Stress and Gender
I've got a cold. I'm absolutely overwhelmed by the pile of feminist and gender theory that has invaded my head. I'm getting smarter every day I think, but the more I read, the more I realize I don't know. A strange conundrum, indeed.
For instance, I was at "Housing Works" today, a really great not-for-profit used bookstore/cafe. The proceeds go to homeless people with HIV and AIDS. So I feel almost obligated to buy stuff. And buy I did. Because I feel like reading Hegel last semester wasn't enough, I purchased a copy of his Reason in History, forgetting that Hegel pisses me off. Actually, he doesn't piss me off. He just reminds me, again, of how much I don't know.

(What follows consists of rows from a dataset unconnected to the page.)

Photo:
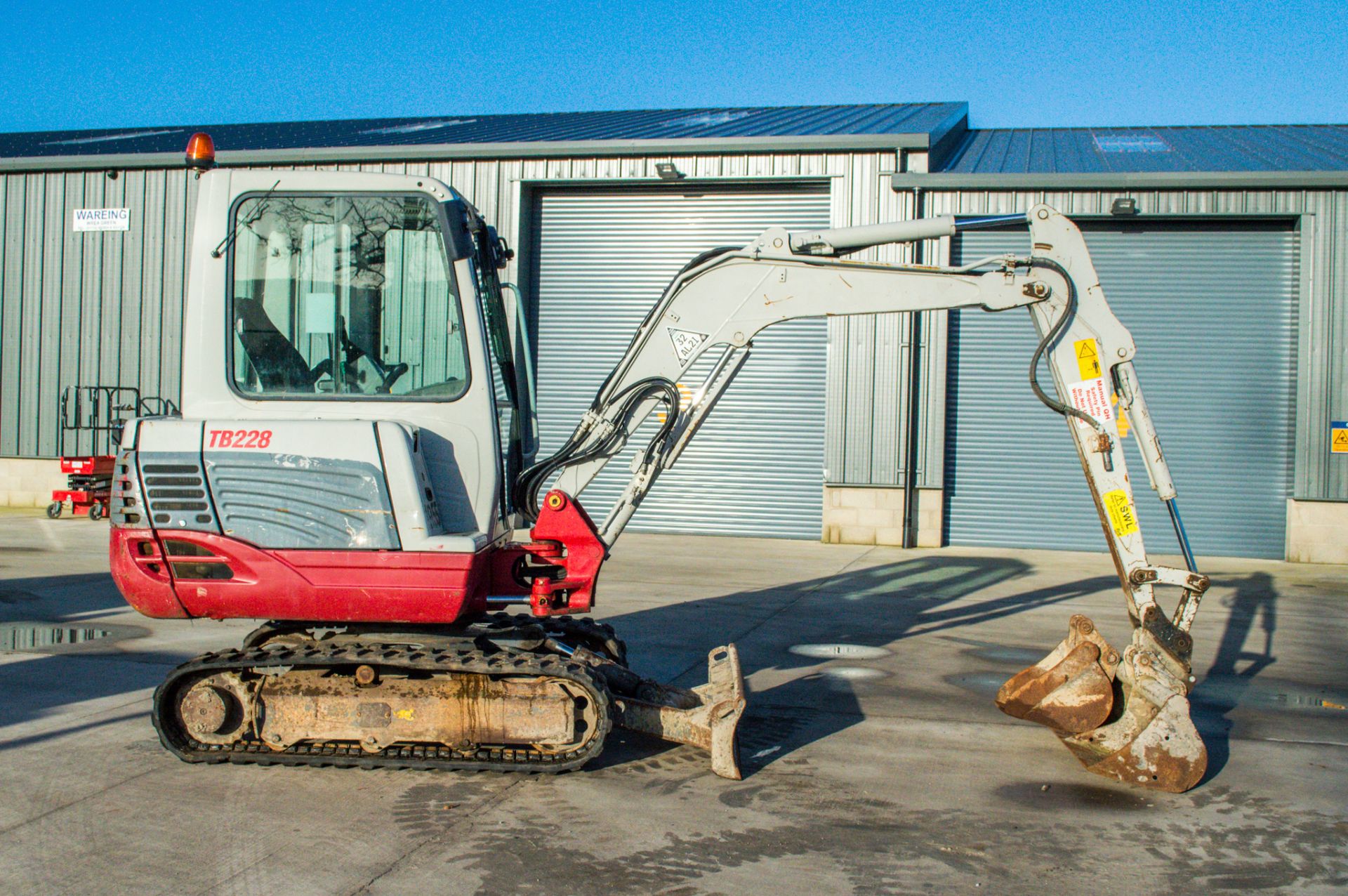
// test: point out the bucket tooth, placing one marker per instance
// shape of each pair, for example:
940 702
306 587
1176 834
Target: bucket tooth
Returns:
1071 690
707 716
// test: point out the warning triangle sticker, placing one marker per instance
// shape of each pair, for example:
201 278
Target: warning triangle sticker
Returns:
685 343
1088 359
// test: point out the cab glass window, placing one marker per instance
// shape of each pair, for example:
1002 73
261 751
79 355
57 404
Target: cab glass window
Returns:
344 297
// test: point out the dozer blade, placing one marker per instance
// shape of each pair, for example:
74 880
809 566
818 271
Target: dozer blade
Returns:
1071 689
1147 739
706 716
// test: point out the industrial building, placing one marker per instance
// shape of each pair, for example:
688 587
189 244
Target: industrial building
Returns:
1223 249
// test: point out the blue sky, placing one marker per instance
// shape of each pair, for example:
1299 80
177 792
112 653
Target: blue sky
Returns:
1092 62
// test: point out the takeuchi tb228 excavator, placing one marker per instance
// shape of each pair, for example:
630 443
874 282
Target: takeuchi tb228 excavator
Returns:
356 461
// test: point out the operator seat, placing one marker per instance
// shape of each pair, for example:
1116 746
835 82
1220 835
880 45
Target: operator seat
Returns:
279 365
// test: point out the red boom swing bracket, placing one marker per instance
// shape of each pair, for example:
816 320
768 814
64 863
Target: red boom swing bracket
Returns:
561 564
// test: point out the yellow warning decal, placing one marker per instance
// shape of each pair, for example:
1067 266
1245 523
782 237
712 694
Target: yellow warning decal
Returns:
1121 513
1339 437
1088 359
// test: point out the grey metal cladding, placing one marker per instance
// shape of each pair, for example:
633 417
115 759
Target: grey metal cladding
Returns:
287 501
100 308
176 491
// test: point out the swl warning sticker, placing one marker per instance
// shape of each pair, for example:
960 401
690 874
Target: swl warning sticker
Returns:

I also bought a copy of Rousseau's Confessions. Light summer reading. I continued with Butler's Gender Trouble while I was there. She's amazing. In fact, I think I love her. In the book, she basically calls for a shattering of the category of gender. Which is something I'm trying to do. Actually, I'd like to use the shattering of gender and sex and categories as a way to get to a dismantling of identity in general.
And I get to try to do this with words. I don't have to leave my desk. Have I mentioned that I've begun work on my thesis? The papers I'm working on -- well, I'm not really working on them at the moment so much as I'm reading too much, which is what is overwhelming me -- will all be in my thesis. So that's good.
School is over in five weeks. I don't know where I'll be living yet. That's a little stressful. Ok, notice the time. I should have been in bed a couple of hours ago. I am officially back to a "regular" sleeping pattern.